Ventisei anni fa, sembra ieri, il ricordo ancora vivo della dichiarazione di morte di Ilaria Alpi, una struggente notizia che ha infranto il cuore di milioni di italiani e, che lo strugge ancora, non essendoci oggi, una verità sulla tragedia di Mogadiscio. Il 20 marzo del 1994, la Alpi e Hrovatin vengono trovati morti,uccisi senza pietà, con un colpo d’arma da fuoco alla testa, nei pressi dell’ambasciata italiana a Mogadiscio, mentre facevano ritorno dalla città di Bosaso.Per lungo tempo La famiglia della reporter si è battuta con forza contro i depistaggi sugli omicidi. Inizialmente, l’arresto è avvenuto per Hashi Omar Hassa, cittadino somalo finito dietro le sbarre da innocente, che ha scontato ingiustamente 17 anni di carcere.
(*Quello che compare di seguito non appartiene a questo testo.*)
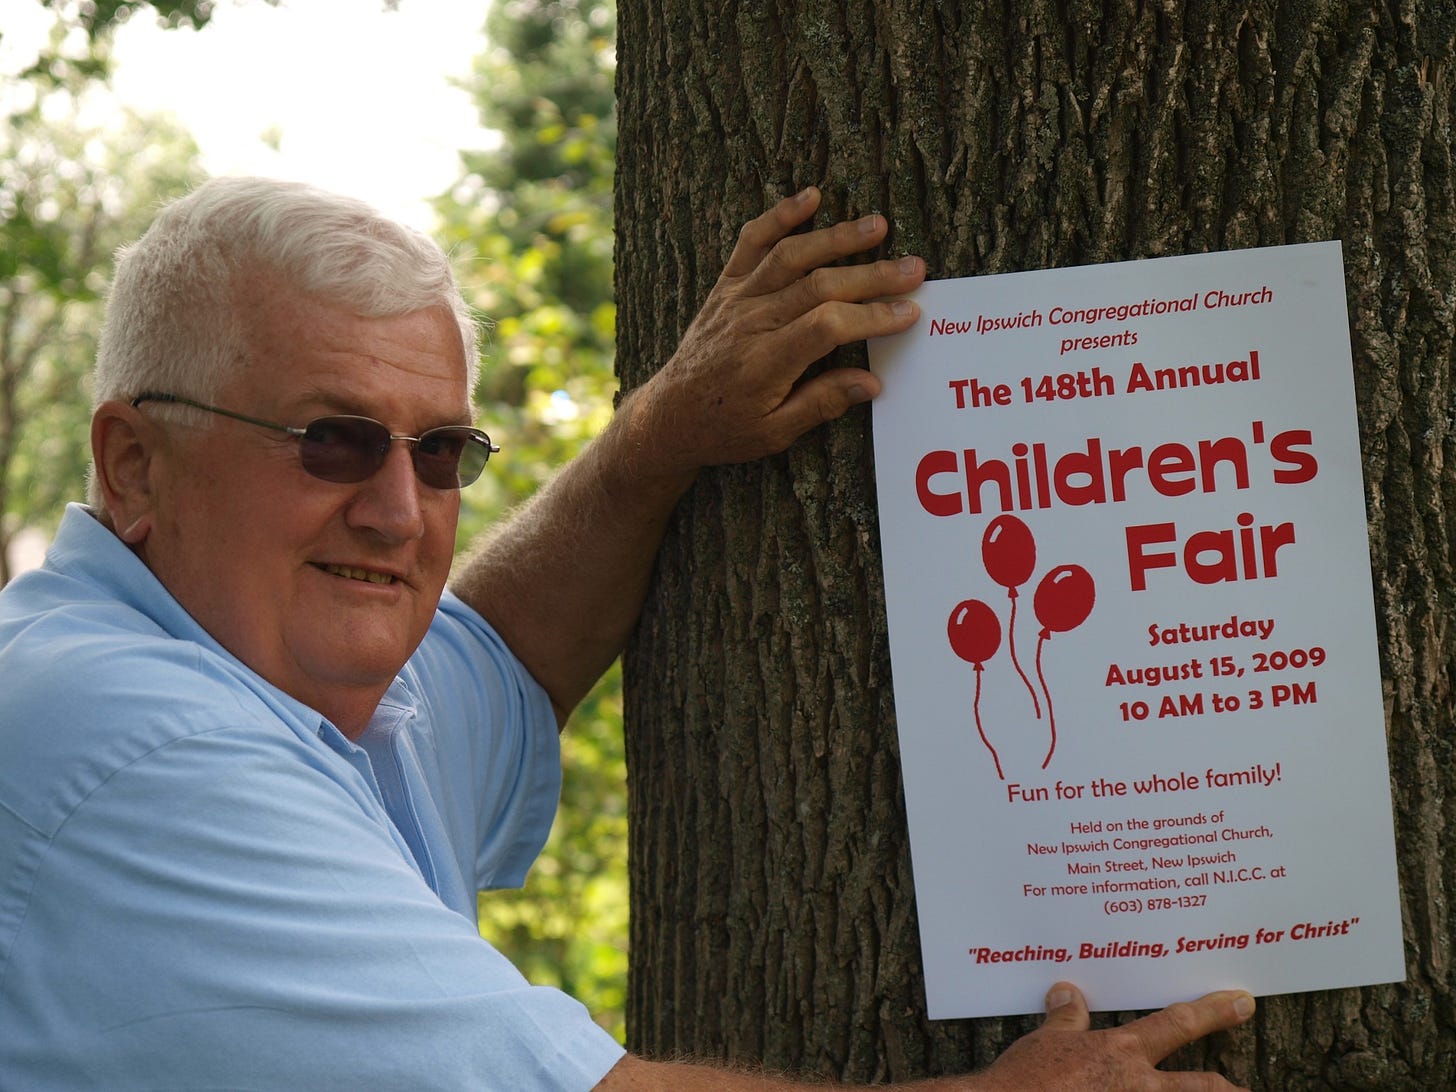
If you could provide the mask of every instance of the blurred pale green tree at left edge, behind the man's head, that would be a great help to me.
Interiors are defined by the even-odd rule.
[[[73,47],[58,19],[50,63],[0,93],[0,584],[15,533],[83,495],[112,253],[199,178],[191,137],[108,96],[106,39]]]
Siamo ormai nel 2020,nei prossimi giorni, la Procura di Roma potrebbe esprimersi: sapremo allora, la sussistenza di reali novità investigative tali da rimettere mano sull’inchiesta o se invece i magistrati sceglieranno la strada del silenzio con una richiesta di archiviazione.
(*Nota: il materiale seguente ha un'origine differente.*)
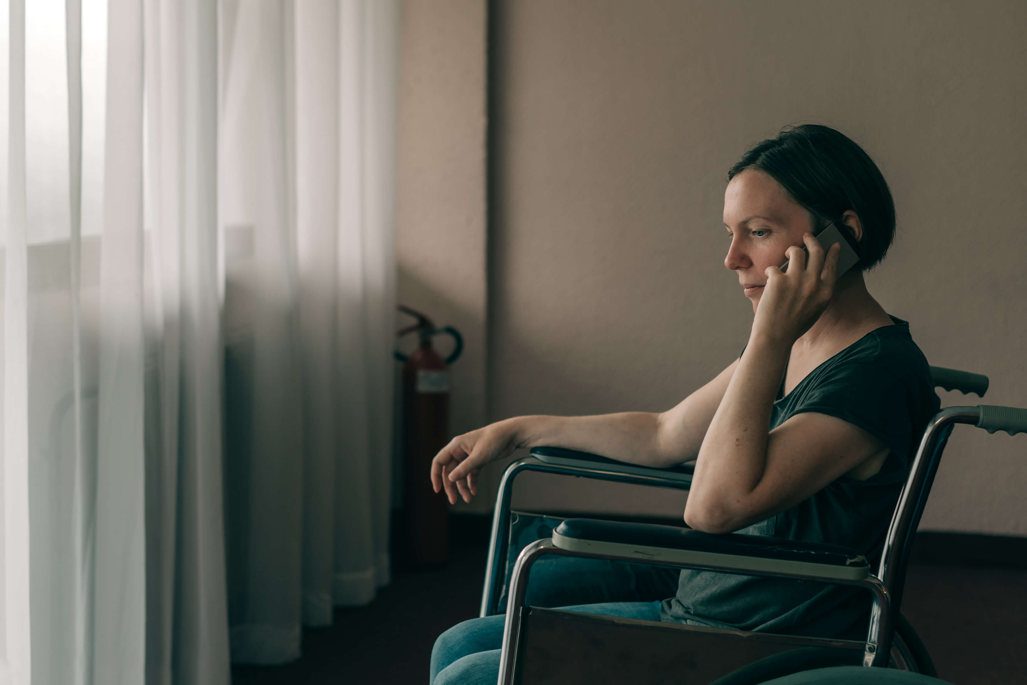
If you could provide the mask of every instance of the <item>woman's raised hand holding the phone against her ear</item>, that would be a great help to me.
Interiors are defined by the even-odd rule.
[[[802,236],[808,251],[793,245],[785,255],[788,271],[771,266],[765,271],[766,287],[756,307],[752,335],[791,345],[816,322],[834,295],[841,245],[834,243],[825,254],[812,233]]]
Un quarto di secolo e piu’, e’ trascoro senza scoprire chi furono i mandanti dell’inviata del Tg3 ed il suo operatore, freddati a colpi di kalashnikov. Ma soprattutto chi, in un secondo momento, ha fatto in modo che il caso venisse arricchito da depistaggi, ostacolando la verità. Perchè? Armi e rifiuti tossici, erano questi i temi al centro delle indagini che Ilaria Alpi stava compiendo nei primi anni Novanta, nelle quali era stata scoperta la presunta complicità dei servizi segreti italiani. Dopo un’intervista al sultano di Bosaso che riferì all’inviata di presunti rapporti intercorsi negli anni Ottanta tra alcuni funzionari italiani e il governo di Siad Barre ,come non per caso, Ilaria verra’ uccisa poche ore dopo.
In una prima consulenza era emersa l’ipotesi dei colpi esplosi a distanza, successivamente si parlò di una vera e propria esecuzione. Tentativi di occultare la verità?
Oggi giunge in concomitanza del tragico anniversario, c’e’ il termine disposto dal giudice per le indagini preliminari di Roma, Andrea Fanelli, che lo scorso ottobre, nel respingere la terza richiesta di archiviazione presentata dalla procura ha disposto nuovi accertamenti investigativi da svolgere in 180 giorni. La speranza di molti è che in questi sei mesi la Procura di Roma abbia raccolto elementi, per chiarire una volta e per tutte lo scenario reale di quanto accaduto a Mogadiscio, tali da permettere la riapertura d’inchiesta che magari, altri vorrebbero chiusa e, senza colpevoli.